Certo, se c’è gente che pensa che non siamo mai andati sulla luna o che il WTC sia venuto giù chissà come, le possibilità di far comprendere quattro concetti basilari di biochimica sono vane. Mi verrebbe voglia di invitare tutti i complottisti a recitare il mantra “l’evoluzione non è un pranzo di gala”, eppure la questione è più sottile. Perché è così difficile riuscire a comunicare la scienza? Perché, con tutto l’avanzamento tecnico e scientifico del secolo scorso ancora siamo ad un atteggiamento schizofrenico verso la medicina?
“Da una parte fideistico, per cui si allentano le regole igieniche presumendo che vi sia una medicina per tutto; dall’altra fobico, perché ognuno capisce che nessun farmaco è completamente innocuo, motivo per cui molti si rivolgono alle erbe, convinti che ciò che è naturale sia anche buono. Peccato che un estratto vegetale contenga migliaia di sostanze chimiche”(dall’intervista a Garattini)

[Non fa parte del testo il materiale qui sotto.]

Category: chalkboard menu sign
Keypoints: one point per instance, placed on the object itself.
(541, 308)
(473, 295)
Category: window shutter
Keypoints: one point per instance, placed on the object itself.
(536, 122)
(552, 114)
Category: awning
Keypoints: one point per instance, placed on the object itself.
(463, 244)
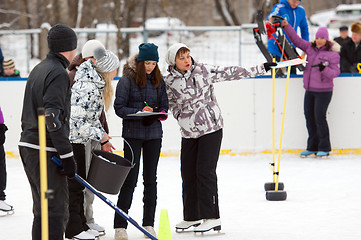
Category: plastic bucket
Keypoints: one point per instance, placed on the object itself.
(108, 171)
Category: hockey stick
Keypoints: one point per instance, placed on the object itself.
(106, 200)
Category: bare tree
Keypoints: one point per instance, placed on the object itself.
(226, 9)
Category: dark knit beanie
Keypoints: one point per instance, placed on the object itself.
(62, 38)
(148, 52)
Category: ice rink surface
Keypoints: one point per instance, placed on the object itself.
(323, 203)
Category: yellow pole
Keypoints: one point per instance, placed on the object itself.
(273, 122)
(283, 123)
(43, 175)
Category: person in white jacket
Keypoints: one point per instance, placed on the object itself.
(87, 102)
(193, 104)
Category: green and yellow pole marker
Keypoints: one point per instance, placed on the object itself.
(43, 175)
(279, 195)
(271, 185)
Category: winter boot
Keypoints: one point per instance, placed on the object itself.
(209, 224)
(187, 224)
(321, 154)
(97, 227)
(307, 153)
(120, 234)
(84, 236)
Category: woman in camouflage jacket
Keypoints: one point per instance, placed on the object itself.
(193, 103)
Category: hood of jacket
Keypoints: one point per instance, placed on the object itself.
(87, 73)
(130, 67)
(76, 62)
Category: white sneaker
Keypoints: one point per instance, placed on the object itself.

Evidentemente qualcosa è andato storto, nella corsa al progresso scientifico molta gente è rimasta indietro. Sempre colpa del popolo bue ed ignorante? O magari è la scienza che si deve interrogare sul rapporto con il resto del mondo?
“Dunque la base empirica delle scienze oggettive non ha in sé nulla di "assoluto". La scienza non posa su un solido strato di roccia. L’ardita struttura delle sue teorie si eleva, per così dire, sopra una palude. È come un edificio costruito su palafitte. Le palafitte vengono conficcate dall’alto, giù nella palude: ma non in una base naturale o "data"; e il fatto che desistiamo dai nostri tentativi di conficcare più a fondo le palafitte non significa che abbiamo trovato un terreno solido. Semplicemente, ci fermiamo quando siamo soddisfatti e riteniamo che almeno per il momento i sostegni siano abbastanza stabili da sorreggere la struttura.”

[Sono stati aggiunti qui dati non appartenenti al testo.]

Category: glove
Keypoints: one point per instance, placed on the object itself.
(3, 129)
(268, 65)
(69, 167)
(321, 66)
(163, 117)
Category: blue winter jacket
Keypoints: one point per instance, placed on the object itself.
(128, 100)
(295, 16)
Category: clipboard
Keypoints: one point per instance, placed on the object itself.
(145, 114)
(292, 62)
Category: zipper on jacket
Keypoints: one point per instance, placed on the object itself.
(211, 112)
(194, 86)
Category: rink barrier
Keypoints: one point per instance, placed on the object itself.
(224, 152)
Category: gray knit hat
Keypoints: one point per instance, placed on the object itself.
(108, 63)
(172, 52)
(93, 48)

Ecco, il giorno che buona parte del mondo scientifico si ricorderà di vivere su una banalissima, e precaria, palafitta, e che c’è bisogno del resto dello scibile umano per vedere oltre il fango e la nebbia del mondo, allora, forse, supereremo questa frattura, e riusciremo a costruire sulle nostre precarie fondamenta qualcosa di buono.